Results on survival for Pfizer's combination of Bavencio plus Inlyta is not yet mature and doesn't show a statistical advantage over Sutent.
How checkpoint inhibitors exactly complement Inlyta, a tyrosine kinase blocker, is still not entirely clear. Still, Merck's data — and to a lesser extent, Pfizer's — supports giving the drugs together.
"I think the highest level of evidence is the survival benefit," said Brian Rini, a professor of medicine at the Cleveland Clinic and a study author on Merck's trial. Rini has received consulting and research funding from Merck.
"Neither drug by itself has proved that; these drugs must be doing something together, whether it's additive or synergistic. There's some effect of giving these drugs together that clearly is making people live longer."
That benefit was observed in all patient groups included in Merck's study, regardless of risk status and expression levels of PD-L1, a biomarker associated with response to immunotherapy.
Interestingly, the earlier results supporting approval of Opdivo and Yervoy in first-line kidney cancer showed a sizable difference in risk reduction between those patients expressing PD-L1 and those who did not.
Analysts had previously speculated that Merck's study enrolled a higher proportion of PD-L1 positive patients, theorizing that would drive a greater benefit. Although the first part of that hypothesis proved true — many more patients in Merck's trial were PD-L1 positive than in Bristol's — statistical analysis showed the survival benefit to Keytruda plus Inlyta to be similar in PD-L1 positive and PD-L1 negative groups. (The studies used a different method for testing expression.)
As with most combinations, treatment with both Merck's and Pfizer's combinations came with significant side effects. Roughly three quarters of patients in the treatment arms of both studies experienced adverse events rated grade 3 or higher. About 11% of participants in Merck's trial discontinued both drugs due to safety, while about 8% in Pfizer's did.
Combination success
Cancer immunotherapy's recent emergence began in advanced melanoma, before spreading to a wide range of tumor types. Keytruda is now approved to treat 11 different cancers and Opdivo, eight.
Many patients still don't see a benefit to immunotherapy, however, and the drugs are still frequently used after other, older treatments depending on the cancer.
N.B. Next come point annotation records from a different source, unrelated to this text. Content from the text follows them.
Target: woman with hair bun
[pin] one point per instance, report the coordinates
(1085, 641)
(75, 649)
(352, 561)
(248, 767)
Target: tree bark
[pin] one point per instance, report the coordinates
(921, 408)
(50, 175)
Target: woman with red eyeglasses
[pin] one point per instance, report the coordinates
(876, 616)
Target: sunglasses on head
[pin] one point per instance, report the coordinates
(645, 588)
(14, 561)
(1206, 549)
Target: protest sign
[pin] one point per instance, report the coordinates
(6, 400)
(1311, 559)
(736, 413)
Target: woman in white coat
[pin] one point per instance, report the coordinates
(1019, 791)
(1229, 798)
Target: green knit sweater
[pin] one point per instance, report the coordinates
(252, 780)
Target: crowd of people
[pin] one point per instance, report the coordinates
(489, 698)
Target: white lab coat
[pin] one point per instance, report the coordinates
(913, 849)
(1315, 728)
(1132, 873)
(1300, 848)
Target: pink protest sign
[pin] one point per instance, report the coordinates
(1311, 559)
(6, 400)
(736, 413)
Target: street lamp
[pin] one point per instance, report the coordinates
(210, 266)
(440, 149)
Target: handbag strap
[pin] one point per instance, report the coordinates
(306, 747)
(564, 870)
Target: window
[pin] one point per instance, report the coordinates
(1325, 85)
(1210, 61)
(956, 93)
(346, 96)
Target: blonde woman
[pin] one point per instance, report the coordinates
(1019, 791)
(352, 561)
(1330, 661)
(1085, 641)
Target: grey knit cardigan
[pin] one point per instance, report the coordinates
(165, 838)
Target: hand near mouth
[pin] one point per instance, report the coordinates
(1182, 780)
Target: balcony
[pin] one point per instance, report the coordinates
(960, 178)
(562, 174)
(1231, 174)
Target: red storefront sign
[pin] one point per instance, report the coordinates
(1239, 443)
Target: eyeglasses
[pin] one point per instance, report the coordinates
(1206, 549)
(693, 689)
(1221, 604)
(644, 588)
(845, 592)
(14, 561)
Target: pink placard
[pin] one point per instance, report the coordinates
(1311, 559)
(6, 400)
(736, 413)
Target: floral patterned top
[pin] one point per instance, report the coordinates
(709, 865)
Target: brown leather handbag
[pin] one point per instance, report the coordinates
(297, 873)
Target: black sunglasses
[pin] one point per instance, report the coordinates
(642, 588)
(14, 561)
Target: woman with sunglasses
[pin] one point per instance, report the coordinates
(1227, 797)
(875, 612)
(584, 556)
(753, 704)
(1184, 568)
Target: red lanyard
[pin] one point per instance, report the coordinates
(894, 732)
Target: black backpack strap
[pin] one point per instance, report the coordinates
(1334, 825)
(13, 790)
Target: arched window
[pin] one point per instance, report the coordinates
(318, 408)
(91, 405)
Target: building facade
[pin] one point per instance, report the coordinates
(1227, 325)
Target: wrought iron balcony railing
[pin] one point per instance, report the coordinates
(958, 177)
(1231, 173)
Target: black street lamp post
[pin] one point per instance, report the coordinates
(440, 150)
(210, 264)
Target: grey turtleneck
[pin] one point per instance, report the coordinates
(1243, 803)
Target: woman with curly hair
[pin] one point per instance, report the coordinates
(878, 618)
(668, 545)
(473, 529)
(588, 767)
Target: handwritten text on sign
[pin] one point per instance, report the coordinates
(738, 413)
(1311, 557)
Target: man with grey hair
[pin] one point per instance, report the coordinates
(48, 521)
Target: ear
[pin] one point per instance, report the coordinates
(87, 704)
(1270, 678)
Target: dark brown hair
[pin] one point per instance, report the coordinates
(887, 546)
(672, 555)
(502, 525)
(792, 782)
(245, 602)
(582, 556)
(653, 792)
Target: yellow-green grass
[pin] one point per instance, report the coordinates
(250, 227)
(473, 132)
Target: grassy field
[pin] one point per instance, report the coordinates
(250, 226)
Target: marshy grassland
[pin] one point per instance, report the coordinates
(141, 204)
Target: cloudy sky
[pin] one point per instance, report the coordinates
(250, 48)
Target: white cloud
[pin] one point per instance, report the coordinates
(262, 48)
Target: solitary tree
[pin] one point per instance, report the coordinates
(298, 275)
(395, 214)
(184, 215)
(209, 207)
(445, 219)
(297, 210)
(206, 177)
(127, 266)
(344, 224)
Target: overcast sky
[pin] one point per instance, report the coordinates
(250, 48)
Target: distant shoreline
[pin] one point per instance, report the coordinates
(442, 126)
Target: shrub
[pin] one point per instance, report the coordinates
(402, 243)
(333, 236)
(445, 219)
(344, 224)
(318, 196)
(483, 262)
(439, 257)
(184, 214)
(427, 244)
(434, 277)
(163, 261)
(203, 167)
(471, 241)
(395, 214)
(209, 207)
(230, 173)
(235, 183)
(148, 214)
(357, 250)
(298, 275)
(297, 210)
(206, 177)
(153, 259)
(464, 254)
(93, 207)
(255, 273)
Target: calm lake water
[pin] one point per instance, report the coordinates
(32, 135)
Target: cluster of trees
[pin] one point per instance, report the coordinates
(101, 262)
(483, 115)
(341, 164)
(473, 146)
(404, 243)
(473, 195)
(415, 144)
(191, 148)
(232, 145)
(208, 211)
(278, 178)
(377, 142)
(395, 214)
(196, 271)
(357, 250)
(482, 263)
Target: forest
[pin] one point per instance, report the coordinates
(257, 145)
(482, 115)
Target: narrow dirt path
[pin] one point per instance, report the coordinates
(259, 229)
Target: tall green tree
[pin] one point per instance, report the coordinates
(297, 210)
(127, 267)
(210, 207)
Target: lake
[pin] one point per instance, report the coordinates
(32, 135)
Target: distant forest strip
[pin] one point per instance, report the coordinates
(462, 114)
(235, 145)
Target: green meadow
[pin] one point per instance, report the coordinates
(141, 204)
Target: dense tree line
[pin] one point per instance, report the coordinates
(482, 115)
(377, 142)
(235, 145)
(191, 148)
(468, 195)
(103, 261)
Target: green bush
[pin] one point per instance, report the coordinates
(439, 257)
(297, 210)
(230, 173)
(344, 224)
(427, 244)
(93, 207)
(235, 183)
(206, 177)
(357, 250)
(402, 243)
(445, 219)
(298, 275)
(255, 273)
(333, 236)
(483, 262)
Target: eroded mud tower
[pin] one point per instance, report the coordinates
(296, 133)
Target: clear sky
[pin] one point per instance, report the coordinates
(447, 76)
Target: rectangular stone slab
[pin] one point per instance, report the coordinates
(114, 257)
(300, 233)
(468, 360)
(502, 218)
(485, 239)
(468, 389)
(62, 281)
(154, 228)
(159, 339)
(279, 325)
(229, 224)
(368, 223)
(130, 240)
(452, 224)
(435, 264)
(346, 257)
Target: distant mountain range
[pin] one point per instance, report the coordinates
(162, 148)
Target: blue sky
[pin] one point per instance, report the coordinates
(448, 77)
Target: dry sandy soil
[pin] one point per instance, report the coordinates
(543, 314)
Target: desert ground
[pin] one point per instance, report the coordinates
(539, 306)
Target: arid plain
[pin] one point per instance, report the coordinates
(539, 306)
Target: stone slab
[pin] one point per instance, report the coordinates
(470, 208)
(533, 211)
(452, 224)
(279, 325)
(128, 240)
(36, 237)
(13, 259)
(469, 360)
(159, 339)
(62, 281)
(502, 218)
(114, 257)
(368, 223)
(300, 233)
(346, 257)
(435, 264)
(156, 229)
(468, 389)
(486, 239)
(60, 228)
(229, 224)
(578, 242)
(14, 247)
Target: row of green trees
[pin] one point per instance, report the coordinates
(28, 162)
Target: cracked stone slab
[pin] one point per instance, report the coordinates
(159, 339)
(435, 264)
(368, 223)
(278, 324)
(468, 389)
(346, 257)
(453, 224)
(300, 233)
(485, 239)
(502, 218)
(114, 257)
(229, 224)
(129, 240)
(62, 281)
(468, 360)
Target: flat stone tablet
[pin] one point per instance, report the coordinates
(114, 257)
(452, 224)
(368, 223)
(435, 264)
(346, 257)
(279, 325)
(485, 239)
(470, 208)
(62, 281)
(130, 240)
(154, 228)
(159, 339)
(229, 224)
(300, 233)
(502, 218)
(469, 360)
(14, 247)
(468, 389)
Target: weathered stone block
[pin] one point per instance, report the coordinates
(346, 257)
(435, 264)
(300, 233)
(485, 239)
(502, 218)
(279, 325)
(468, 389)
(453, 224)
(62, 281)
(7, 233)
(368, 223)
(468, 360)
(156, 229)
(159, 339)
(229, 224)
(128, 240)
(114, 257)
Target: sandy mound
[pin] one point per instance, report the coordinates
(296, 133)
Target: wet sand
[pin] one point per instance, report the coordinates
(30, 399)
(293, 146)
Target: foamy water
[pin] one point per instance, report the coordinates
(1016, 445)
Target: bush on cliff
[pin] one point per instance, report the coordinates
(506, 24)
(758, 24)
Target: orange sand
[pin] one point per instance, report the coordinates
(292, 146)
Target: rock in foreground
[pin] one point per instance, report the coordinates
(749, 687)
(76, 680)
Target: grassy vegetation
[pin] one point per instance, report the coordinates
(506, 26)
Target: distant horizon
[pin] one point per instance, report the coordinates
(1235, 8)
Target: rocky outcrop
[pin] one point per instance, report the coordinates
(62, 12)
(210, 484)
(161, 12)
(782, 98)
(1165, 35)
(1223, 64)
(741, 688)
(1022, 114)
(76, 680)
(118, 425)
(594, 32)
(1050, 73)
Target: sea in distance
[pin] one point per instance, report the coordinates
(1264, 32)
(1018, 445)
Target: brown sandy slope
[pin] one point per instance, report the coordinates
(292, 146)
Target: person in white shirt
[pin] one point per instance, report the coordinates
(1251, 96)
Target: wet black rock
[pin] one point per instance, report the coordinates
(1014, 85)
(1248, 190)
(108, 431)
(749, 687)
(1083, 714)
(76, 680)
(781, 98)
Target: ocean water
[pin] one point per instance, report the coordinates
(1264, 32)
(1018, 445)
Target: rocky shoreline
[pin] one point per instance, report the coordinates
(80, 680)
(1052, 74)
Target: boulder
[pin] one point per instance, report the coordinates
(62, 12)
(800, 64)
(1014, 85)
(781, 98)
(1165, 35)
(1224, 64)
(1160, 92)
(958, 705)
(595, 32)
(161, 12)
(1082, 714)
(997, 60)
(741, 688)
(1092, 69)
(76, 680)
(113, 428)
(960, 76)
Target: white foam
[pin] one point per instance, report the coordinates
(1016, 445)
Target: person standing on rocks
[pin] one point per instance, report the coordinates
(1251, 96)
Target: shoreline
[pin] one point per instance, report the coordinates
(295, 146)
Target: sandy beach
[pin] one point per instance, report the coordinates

That reality has spurred drugmakers to test hundreds of combinations, trying out other immunotherapies, targeted treatments, chemo and radiation as potential partners. For all that effort, only a handful have proved significantly more effective together, including Opdivo plus Yervoy and Merck's pairings of Keytruda and chemo in lung cancer.
Combining checkpoint inhibition with the tyrosine kinase blockade is now firmly on that list as well.
"I think you're going to see a continued progression as we understand the underlying biology a little bit more," said Jill O’Donnell Tormey, head of the non-profit Cancer Research Institute, in an interview.
Teasing out the factors driving immune activity and suppression in tumors, Tormey added, will help "reverse-engineer" treatment combinations that make sense.
Drugmakers aren't reluctant to test new hypotheses, either. Data compiled by the Cancer Research Institute show 145 active clinical studies testing immunotherapy in renal cell carcinoma as of Feb. 10. One hundred and three are combination trials.
And while Merck and Pfizer might now compete in kidney cancer, Bristol-Myers holds a sizable lead in a number of clinical studies underway, with 10 in late-stage and 26 in Phase 2 by CRI's count. One, testing Opdivo with another tyrosine kinase inhibitor called Cabometyx, is due to read out results later this year.